Doc Cook

Charles L. Cooke (1891 – 1958), known as Doc Cook, was an American jazz bandleader and arranger. Cook was a Doctor of Music. He first worked as a composer and arranger in Detroit before moving to Chicago around 1910. Cook became resident leader of the orchestra at Paddy Harmon’s Dreamland Ballroom in Chicago from 1922 to 1927, acting as conductor and musical director. The ensemble recorded under several names, such as Cookie’s Gingersnaps, Doc Cook and his 14 Doctors of Syncopation, and Doc Cook’s Dreamland Orchestra. Among those who played in Cook’s band were Freddie Keppard, Jimmie Noone, Johnny St. Cyr, Zutty Singleton, Joe Poston, Andrew Hilaire, and Luis Russell. In 1930, Cook moved to New York City and worked as an arranger for Radio City Music Hall and RKO, working there into the 1940s. On Broadway, he had a number of important orchestration credits.

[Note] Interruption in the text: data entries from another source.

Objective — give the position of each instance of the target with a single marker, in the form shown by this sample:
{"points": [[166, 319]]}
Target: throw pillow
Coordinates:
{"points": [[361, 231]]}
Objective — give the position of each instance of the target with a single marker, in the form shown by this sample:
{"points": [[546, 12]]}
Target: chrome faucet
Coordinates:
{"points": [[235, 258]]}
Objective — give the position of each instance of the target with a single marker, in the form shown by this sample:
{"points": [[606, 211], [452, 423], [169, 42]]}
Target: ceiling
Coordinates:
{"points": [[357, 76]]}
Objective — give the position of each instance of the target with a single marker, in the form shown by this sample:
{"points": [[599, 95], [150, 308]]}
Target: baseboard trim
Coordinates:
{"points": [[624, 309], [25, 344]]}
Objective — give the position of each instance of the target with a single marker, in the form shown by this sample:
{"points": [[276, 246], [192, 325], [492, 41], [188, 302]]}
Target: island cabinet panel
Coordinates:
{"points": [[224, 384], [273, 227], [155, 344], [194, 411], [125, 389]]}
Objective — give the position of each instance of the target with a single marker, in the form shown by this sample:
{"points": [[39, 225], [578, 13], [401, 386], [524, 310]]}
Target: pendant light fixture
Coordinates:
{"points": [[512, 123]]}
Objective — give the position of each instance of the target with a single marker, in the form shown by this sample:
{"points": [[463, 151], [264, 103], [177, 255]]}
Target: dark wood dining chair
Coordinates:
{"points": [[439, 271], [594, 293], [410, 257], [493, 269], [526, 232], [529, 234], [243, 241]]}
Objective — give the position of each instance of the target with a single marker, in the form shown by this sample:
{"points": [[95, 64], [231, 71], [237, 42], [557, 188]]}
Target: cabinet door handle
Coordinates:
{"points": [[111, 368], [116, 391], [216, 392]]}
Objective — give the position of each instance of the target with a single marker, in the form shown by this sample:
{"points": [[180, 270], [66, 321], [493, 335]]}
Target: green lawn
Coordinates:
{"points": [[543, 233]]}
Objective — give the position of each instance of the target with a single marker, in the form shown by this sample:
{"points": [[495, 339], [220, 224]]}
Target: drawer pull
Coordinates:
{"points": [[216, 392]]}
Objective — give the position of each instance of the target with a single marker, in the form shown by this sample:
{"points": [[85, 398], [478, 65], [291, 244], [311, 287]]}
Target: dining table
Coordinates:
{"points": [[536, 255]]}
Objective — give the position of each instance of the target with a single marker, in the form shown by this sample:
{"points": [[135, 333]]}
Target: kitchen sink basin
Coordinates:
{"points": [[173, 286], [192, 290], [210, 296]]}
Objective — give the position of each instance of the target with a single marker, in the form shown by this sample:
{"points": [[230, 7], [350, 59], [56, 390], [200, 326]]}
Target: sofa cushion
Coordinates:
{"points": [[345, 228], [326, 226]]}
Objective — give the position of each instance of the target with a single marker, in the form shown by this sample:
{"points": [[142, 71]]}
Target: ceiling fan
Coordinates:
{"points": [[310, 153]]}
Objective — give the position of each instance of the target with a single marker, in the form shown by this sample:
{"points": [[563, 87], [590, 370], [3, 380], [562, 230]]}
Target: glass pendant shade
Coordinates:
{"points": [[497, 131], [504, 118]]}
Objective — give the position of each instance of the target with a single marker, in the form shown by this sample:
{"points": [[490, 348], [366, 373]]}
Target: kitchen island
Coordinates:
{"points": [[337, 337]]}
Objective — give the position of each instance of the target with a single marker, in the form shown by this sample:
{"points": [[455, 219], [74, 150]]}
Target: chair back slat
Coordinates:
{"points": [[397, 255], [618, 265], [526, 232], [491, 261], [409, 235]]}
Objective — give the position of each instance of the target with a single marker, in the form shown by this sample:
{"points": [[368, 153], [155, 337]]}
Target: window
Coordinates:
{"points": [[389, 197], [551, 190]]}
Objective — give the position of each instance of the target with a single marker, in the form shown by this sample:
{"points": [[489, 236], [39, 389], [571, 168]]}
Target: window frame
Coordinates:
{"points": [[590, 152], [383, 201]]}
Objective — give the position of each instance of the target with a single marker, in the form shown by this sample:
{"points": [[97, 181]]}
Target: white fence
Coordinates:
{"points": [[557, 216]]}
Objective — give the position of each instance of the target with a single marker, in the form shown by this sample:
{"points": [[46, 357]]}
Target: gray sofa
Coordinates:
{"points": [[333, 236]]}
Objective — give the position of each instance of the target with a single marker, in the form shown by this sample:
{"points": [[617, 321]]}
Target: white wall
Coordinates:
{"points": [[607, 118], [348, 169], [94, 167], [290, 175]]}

A proponent of ragtime, he also worked frequently with Eubie Blake, supplying the arrangements for the 1952 revival of Shuffle Along.

Doc Cook’s Dreamland Ballroom Orchestra in 1925; left to right: Bert Green, Fred Garland, Andrew Hilaire, Freddie Keppard, Elwood Graham, William Newton, Kenneth Anderson, Jerome Don Pasquall, Jimmie Noone, Doc Cook, Joe Poston, Robert Shelley, Johnny St. Cyr, Clifford King.